I tried manually testing a variety of current Argos Translate languages to see which ones xx_sent_ud_sm
was able to successfully do sentence segmentation on:
Arabic works
Chinese does not work
Dutch works
Irish works
Korean works
Russian works
Thai does not work
Turkish works
Urdu does not work
Chinese not working for this model is a known issue, however, there is a dedicated Chinese model for Spacy that does work (zh_core_web_sm).

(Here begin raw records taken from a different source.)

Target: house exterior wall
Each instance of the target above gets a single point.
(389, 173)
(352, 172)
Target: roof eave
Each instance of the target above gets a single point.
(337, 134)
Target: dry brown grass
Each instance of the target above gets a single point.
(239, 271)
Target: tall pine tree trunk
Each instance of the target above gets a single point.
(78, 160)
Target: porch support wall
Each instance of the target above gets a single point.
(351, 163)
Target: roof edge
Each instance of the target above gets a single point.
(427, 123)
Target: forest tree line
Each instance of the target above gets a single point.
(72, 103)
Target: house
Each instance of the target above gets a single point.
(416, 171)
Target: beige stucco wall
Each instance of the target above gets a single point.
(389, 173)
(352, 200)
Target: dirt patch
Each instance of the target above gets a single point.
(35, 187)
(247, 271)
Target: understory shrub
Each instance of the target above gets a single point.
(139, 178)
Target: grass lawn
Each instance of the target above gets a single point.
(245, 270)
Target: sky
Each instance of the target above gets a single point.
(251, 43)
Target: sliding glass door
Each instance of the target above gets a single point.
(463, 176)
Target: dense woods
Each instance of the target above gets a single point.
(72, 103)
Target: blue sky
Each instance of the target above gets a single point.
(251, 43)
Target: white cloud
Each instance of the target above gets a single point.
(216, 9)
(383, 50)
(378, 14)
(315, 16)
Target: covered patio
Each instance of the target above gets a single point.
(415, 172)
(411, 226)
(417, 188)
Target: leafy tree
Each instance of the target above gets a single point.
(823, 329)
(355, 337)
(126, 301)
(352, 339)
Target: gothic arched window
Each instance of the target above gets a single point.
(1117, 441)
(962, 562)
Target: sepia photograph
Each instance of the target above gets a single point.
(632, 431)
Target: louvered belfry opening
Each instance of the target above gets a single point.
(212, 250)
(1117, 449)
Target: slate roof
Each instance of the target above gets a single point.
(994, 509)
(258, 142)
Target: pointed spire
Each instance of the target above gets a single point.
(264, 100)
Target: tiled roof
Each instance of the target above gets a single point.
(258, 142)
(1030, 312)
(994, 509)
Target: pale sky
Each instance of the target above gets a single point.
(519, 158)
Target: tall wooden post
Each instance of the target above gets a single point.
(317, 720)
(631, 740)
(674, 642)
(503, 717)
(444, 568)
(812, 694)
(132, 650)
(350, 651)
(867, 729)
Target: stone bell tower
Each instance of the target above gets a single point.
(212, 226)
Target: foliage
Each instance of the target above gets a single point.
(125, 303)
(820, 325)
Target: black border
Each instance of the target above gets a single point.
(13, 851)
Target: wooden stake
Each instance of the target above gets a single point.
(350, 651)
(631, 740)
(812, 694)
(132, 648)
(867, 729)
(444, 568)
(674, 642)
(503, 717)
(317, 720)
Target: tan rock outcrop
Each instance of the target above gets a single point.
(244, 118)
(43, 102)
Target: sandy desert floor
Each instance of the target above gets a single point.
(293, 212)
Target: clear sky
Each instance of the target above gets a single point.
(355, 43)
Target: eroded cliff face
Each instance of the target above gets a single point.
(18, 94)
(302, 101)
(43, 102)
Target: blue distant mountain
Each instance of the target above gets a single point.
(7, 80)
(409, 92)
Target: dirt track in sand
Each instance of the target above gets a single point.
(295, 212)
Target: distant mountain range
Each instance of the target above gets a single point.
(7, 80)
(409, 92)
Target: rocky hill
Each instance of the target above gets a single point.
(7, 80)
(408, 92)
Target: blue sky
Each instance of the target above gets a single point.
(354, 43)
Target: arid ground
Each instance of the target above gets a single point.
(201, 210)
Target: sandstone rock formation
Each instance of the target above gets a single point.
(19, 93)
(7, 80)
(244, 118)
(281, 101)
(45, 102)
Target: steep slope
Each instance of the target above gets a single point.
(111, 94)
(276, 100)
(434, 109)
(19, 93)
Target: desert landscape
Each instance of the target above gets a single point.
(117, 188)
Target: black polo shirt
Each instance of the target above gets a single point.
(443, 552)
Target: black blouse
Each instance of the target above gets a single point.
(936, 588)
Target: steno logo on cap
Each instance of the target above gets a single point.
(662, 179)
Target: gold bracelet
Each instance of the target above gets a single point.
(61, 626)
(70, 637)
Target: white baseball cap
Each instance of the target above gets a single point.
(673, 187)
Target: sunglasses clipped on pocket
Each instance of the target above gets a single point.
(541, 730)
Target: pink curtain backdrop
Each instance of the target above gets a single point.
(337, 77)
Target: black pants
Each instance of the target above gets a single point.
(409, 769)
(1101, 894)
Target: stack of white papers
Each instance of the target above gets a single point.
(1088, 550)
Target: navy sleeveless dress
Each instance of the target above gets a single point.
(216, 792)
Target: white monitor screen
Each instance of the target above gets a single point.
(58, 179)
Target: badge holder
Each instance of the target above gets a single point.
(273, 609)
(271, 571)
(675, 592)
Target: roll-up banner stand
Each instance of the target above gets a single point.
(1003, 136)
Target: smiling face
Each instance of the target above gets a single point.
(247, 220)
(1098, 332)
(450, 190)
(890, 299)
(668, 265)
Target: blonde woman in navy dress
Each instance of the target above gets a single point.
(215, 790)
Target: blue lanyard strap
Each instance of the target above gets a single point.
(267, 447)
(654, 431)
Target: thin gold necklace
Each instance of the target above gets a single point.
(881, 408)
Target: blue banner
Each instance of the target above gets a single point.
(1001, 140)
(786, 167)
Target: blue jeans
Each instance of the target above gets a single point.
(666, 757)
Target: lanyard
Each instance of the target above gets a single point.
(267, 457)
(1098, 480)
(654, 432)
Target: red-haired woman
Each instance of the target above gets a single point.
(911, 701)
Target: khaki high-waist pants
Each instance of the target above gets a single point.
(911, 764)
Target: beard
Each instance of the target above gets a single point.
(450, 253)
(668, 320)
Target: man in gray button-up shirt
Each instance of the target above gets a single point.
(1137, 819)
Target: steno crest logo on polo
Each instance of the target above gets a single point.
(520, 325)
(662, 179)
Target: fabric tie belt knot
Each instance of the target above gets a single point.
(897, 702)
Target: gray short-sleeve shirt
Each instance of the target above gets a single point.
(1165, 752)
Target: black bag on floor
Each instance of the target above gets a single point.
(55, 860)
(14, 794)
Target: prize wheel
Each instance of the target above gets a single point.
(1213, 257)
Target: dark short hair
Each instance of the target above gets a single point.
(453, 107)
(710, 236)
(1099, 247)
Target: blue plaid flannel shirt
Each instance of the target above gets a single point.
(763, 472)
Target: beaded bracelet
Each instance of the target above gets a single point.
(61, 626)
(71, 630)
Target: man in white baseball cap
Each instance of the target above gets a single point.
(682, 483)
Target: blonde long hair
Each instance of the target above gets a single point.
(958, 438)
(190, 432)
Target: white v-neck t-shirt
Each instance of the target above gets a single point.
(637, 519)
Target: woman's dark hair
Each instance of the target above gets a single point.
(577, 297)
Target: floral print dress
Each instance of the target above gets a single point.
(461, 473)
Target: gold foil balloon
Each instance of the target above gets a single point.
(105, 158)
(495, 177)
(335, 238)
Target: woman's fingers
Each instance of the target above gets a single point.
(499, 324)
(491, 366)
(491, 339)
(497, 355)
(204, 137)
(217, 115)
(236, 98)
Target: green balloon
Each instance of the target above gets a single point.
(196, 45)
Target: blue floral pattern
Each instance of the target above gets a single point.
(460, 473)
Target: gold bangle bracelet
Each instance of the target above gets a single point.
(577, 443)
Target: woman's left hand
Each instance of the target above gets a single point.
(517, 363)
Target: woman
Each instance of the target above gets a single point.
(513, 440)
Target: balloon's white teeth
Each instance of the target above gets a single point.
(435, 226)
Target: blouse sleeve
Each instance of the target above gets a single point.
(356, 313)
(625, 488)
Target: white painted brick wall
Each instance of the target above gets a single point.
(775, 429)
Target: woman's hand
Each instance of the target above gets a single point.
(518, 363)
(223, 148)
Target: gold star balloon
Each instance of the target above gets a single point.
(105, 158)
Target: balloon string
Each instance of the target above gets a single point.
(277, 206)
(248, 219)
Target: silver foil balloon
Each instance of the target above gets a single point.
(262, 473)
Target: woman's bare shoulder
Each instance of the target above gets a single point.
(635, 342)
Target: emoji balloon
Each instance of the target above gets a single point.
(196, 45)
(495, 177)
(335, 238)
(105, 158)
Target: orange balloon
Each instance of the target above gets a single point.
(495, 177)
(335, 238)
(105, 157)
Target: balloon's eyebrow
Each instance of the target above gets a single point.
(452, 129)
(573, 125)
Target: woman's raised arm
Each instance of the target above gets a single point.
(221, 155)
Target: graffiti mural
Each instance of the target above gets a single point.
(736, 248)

I try pretty hard to minimize the dependencies for Argos Translate so I’m attracted to the idea of dropping the need for Stanza if possible. I think the xx_sent_ud_sm
model is probably good enough for most languages and I can try to fix languages like Thai that don’t work using one-off libraries (like pythainlp) that are lighter weight than Stanza. I’m also okay with dropping support for a small number of languages (like possibly Urdu) if it makes the codebase higher performance and easier to maintain. It’s may also be worth looking into adding support to Spacy for the languages we need and then contributing it back to the Spacy project so that we can use it (Spacy training documentation).
2 Likes
Do you incorporate language detection into the process? If not, that’s a way to get more specialized solutions for different languages. A one size fits all is difficult to find.
Argos Translate always knows what languages it’s translating from/to. Language detection (“auto” as the source language) is a feature in LibreTranslate and LibreTranslate passes the source language code to Argos Translate. So for Chinese I think I’m just going to use a different Spacy model when the user is translating Chinese source text.
1 Like